AI created his first movie and this is a horror movie.



    Artificial intelligence under the guidance of an engineer from Google independently made the first motion picture. He didn’t just put parts of other people's films with each other, or gave out letters of the script, but created a full-fledged short film. He wrote the plot himself, wrote all the dialogues himself, chose scenes himself and defined the facial expressions of the actors (and even, apparently, he wrote the title for the newspaper shown in the film - although it turned out so ironic that it is difficult to believe). The voice of the characters, music and installation - of course, also for the AI. But the resulting black and white science fiction does not seem cute.


    In the new short film Zone Out, the star of the series “Silicon Valley”, Thomas Middleditch, plays a scientist who is trying to stop the spread of a virus that changes people's faces. His own face cannot keep himself in a normal position, shivering back and forth on his head. The mouth sometimes disappears completely. His film colleague, actress Elizabeth Gray, is no better. For example, someone else's mustache sometimes appears above her lips. Looks pretty creepy. It seems that they can not be saved.


    The director of the film, "Benjamin", is unlikely to explain to you what's what, and what sense he laid into his creation. The fact is that this is AI, artificial intelligence, which made a short film in 48 hours, using thousands of hours of old films, hundreds of thousands of novels and the faces of real actors (with their permission). If it were not for the newspaper headline at the beginning of the second minute, Einstein probably could not have deciphered the plot of the film.



    Frame from the film

    The faces of the actors were superimposed on the necessary scenes, and showed exactly the emotions that AI wanted, thanks to the same technology used to make Deepfakes. We already told about this system, about its really serious danger and about funny (so far) memes in the article " How AI inserts Nicolas Cage into films and making porn with celebrities ." Then andersong prophetically wrote:

    It will be possible before you start watching the movie to put a tick, which actor you want to see as the main character, which one - antagonist. And the next day reconsider with other actors.

    Benjamin can already do it - he does not care whose faces to use when creating his masterpieces. And the script of the film can also be changed "on the fly": it is enough to feed AI romantic comedies, not sci-fi and noir - and now you will have a completely different product for your target audience. 48 hours.

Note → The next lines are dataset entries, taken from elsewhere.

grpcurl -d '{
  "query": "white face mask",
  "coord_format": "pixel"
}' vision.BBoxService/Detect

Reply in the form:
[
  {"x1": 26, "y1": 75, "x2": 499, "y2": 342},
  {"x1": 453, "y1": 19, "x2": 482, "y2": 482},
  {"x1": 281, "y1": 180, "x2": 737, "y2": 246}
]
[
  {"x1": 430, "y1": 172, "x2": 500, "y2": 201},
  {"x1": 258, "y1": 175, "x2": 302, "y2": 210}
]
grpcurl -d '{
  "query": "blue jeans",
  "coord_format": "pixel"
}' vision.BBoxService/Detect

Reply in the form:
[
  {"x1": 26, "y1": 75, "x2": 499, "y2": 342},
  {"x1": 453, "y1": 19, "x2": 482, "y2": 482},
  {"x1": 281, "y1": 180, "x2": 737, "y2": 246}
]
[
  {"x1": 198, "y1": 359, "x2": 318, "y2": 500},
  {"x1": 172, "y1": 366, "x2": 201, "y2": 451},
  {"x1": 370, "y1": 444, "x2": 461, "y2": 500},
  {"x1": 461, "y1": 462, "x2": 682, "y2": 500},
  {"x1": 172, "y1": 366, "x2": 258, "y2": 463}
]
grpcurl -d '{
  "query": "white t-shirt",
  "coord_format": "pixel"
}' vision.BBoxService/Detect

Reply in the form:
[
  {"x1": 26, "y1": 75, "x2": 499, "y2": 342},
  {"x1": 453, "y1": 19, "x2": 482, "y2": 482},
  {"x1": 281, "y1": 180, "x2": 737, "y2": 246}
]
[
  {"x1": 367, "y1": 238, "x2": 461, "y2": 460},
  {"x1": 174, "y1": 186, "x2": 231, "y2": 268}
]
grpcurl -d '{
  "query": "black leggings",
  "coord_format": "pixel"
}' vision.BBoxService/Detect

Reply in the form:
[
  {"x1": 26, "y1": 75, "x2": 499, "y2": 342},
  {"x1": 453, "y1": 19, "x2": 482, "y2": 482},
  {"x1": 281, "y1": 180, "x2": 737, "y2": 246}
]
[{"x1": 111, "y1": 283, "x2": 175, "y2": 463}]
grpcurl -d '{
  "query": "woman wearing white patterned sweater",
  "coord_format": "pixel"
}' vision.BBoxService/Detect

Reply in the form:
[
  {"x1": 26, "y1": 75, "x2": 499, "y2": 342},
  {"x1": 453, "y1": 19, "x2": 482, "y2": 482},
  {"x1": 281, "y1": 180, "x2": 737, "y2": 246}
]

    A set of persons for training Benjamin

    Responsible for the project is Ross Goodwin , who develops “creative technologies” and works on machine intelligence at Google. But he is keen on his filming separately from working in an IT company, this is his “passion”. Goodwin helps director Oscar Sharp, a couple of familiar actors and a small team of researchers, collecting for the AI ​​texts in the desired format.


    Together, they notably troll "real" filmmakers - sending Benjamin films to traditional film festivals. Actually, therefore, the production of Zone Out and took 48 hours: this is the requirements of the Sci-Fi London Film Festivalwhere the jury determines the winners, and the first place gets a contract for a full-fledged film. One of the early works of Goodwin, Sharpe and AI, a short film called Sunspring, entered the top 10 (of hundreds of films and short stories) at this festival. And the film It's No Game, for which Benjamin compiled all the dialogues, based on the works of Shakespeare, in 2017 received a bronze medal. If the festival’s requirements were not so harsh, or if the car would have had more powerful iron, perhaps the faces of the heroes of the new film Zone Out would not be so distorted. The team did it on their own, without the help of Google, and Deepfakes technology takes time to create the perfect frame.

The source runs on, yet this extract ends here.